We dropped the hook in the lone anchorage, across from the marina (map), which was uncharacteristically completely empty. It's a short dinghy ride to the island, but the rain pinned us on the boat.  After dark, spotlights coming in our windows alerted us to the cruise ship American Star passing through; they need even more tidal help than we do. We weighed anchor first thing yesterday morning to have plenty of tide back out to St Simons Sound.

That put the tide against us as soon as we turned away from the inlet, and it's been mostly against us ever since. We had a short push as we approached Altamaha Sound, but coming up to a below-zero low tide, we had to stop in our tracks, dropping the hook near Dolbow Island (map) before 1:30. With the tide not coming up far enough for progress until 4pm, we opted to just make it a short day.

The sun dipped below the cloud layer just before setting last night.

Just as well, because I spent the whole afternoon in the engine room. Between our more northerly latitude and a cold front, it's been in the 30s-40s the last couple of mornings, and Louise started the gen first thing yesterday, whereupon it promptly shredded its impeller. Replacement, which normally takes me ten minutes, took well over an hour, as I had to disassemble part of the intake plumbing to recover bits of the impeller.

When it rains it pours, and also under way yesterday, a water leak alarm alerted us to coolant leaking out of the water heater loop. I stopped the leak right away, but that cost us prime in the loop, and I spent another couple of hours trying to re-prime it. Last time we did this with a drill pump and a bucket, but the pump is no longer up to the task and I need to make a better system. So once again we are getting no hot water from our engine loop.

We had a fly-by from three Chinooks today.

Leveraging today's tides had us leaving just before the turn at 7:45, which had us going through all the skinny stuff with plenty of extra water, but has put the tide against us again for most of the day. Earlier today our speed dropped below three knots, knocking the stabilizers offline. The issue is that we are simply at a bad time in the tide cycle, with low tide in the middle of the day. The ebb is longer and stronger than the flood, and the skinny parts are often at the bottom of the hill.

This is the inevitable consequence of pushing through the low country on a schedule; more usually we would take our time and travel only on fair tide if we could not go around outside. I expect we will have more of the same through the remainder of Georgia and South Carolina; the forecast does not show a favorable outside window any time soon.

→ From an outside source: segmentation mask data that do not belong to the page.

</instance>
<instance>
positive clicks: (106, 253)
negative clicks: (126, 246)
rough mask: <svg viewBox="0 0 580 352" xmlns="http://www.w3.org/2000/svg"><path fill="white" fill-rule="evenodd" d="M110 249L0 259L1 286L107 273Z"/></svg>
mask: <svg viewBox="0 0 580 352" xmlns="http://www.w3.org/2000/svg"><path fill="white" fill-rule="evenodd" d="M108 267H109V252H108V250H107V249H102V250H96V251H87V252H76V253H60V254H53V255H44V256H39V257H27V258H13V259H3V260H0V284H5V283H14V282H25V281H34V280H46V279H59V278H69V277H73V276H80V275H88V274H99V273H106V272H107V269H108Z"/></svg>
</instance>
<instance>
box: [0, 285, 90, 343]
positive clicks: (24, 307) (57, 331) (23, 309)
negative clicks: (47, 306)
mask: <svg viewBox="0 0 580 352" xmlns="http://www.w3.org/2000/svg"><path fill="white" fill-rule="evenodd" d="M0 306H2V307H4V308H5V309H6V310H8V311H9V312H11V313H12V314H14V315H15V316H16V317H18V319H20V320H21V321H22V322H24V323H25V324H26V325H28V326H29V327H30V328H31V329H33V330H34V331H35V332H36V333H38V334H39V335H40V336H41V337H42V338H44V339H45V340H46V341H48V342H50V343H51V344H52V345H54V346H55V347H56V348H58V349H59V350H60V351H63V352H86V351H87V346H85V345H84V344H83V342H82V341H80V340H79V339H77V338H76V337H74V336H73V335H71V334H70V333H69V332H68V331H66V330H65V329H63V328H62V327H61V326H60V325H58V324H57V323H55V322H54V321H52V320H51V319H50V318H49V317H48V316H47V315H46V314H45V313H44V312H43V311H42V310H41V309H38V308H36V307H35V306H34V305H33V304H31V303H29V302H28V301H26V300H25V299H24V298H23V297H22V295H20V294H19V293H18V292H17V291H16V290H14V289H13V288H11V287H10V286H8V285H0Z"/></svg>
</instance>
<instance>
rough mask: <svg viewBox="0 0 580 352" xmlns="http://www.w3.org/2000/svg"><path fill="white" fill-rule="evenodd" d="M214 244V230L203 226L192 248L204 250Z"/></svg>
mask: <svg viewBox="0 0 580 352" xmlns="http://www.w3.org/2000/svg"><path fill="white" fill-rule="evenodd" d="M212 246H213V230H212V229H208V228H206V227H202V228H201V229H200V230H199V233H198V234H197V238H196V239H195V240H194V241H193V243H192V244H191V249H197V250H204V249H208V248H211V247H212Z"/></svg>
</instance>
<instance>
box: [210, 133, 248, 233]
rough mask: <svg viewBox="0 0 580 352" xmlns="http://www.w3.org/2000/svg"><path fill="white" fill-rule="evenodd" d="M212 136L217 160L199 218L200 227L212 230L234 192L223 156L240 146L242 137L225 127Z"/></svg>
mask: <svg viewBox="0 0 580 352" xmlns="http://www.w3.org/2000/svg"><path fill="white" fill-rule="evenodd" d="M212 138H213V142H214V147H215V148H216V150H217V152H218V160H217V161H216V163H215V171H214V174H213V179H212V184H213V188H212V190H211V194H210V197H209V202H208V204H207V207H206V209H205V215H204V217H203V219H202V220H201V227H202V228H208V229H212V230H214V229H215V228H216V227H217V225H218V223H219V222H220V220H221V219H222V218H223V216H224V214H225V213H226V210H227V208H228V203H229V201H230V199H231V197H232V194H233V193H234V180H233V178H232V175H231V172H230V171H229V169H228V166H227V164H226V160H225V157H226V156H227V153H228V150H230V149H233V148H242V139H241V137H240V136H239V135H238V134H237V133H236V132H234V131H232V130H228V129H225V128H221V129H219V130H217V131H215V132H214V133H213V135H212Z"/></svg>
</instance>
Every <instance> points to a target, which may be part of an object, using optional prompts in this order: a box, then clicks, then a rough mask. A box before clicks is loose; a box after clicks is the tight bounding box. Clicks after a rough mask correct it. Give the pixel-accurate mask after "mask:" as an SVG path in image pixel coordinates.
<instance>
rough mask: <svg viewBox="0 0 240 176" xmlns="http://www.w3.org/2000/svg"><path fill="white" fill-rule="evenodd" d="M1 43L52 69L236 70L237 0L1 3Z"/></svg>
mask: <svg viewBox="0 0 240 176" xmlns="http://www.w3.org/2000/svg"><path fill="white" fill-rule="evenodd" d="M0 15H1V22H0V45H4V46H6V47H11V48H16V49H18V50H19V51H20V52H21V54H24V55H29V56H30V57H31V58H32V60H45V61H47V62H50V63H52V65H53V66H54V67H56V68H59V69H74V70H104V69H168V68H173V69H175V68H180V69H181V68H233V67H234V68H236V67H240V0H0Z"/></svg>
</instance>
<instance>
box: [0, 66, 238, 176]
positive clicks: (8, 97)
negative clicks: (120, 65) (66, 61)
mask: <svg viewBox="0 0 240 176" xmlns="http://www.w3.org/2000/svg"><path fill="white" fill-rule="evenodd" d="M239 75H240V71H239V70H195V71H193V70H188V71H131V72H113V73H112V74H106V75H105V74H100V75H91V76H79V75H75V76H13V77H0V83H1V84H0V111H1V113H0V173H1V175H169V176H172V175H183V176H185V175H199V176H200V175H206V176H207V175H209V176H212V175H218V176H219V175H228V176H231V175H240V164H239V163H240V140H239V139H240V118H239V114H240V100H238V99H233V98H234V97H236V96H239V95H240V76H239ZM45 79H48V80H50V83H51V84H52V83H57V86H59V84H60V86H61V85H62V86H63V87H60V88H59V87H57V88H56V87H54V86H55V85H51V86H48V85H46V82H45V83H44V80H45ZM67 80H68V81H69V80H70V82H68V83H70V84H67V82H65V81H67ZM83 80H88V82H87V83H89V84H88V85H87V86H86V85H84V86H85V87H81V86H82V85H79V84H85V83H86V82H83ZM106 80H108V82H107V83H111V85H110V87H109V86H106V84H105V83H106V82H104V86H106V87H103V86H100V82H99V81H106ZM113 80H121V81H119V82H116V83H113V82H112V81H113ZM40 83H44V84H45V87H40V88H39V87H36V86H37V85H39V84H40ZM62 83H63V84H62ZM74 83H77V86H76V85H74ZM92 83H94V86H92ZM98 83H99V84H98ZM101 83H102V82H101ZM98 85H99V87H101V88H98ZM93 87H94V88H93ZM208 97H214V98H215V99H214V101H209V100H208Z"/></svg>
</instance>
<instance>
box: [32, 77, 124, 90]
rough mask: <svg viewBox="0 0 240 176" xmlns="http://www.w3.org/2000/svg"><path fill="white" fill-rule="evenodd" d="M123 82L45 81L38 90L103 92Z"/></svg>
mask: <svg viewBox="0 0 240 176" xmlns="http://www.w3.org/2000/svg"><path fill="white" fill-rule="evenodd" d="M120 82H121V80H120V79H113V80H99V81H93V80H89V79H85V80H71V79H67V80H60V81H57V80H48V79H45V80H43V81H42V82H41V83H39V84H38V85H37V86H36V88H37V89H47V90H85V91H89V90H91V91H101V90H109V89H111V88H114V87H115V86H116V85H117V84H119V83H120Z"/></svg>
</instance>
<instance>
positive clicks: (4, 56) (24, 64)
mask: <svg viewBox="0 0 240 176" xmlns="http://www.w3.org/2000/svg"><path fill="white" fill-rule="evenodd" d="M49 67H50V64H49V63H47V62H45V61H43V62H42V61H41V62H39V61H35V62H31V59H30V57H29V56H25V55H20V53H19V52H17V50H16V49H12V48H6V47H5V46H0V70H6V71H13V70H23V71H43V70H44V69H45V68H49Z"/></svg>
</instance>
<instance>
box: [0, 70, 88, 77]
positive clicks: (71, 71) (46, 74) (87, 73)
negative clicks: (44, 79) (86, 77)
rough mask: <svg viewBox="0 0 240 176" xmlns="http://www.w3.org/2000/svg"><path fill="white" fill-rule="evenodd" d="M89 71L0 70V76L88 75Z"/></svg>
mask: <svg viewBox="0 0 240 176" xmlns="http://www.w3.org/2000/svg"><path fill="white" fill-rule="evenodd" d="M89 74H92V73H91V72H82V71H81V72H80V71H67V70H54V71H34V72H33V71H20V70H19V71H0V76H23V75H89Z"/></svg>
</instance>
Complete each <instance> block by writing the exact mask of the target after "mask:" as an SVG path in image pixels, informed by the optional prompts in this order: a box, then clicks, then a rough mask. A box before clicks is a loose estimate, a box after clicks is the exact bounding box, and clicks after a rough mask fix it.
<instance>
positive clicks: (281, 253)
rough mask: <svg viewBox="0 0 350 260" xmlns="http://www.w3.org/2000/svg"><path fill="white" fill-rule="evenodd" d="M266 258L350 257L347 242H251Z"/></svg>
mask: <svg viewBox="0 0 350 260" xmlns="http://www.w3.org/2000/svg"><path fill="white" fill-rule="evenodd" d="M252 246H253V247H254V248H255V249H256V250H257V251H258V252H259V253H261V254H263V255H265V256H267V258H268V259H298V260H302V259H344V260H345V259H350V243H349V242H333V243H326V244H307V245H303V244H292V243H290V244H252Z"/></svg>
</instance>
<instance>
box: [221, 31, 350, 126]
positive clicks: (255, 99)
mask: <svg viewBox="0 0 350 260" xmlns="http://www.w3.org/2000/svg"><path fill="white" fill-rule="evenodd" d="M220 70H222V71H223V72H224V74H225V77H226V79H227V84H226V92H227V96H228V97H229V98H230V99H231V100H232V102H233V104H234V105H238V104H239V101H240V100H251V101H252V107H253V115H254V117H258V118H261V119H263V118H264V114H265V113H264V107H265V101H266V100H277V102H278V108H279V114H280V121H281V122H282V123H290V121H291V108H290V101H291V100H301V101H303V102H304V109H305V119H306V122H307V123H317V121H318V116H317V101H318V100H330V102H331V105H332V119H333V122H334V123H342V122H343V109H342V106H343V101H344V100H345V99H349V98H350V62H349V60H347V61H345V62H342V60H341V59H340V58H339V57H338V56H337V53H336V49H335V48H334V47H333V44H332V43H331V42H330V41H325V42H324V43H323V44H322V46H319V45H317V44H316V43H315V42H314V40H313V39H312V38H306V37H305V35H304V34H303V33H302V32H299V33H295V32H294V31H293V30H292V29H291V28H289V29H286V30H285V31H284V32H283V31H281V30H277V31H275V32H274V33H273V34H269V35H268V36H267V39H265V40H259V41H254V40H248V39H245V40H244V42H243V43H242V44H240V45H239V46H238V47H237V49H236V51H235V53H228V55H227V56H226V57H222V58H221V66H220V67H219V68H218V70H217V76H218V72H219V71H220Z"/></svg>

  1. Your recollection that it had been a decade since you past through that section of the ICW stopped me in my tracks. I've been following the adventure and reading this lovely blog since you guys were still in Oydessy. Time certainly has passed by! Looking forward to all the future adventures. Continue on Captain.

    1. It sort of took me by surprise, too. The clue was that we did not have a previous track on the plotter. Those tracks go back to 2014, when we started using a PC after the Northstar plotter that came with the boat started having problems. I knew we had been through there, so that would mean it was sometime during our first year on board.

  2. Been reading your blog for years but have not keep up with your travels lately and was walking along the river today when I said to my buddy that's the Vector I know that vessel. Hope you have enjoyed your visit here as much as we have.

    1. We always enjoy our stops in Savannah. Well, everything except the annoying trumpet player in Rousakis Plaza.

    2. Yeah he played Gillian’s Island tune when we were walking by Vector - sorry about that! Safe travels.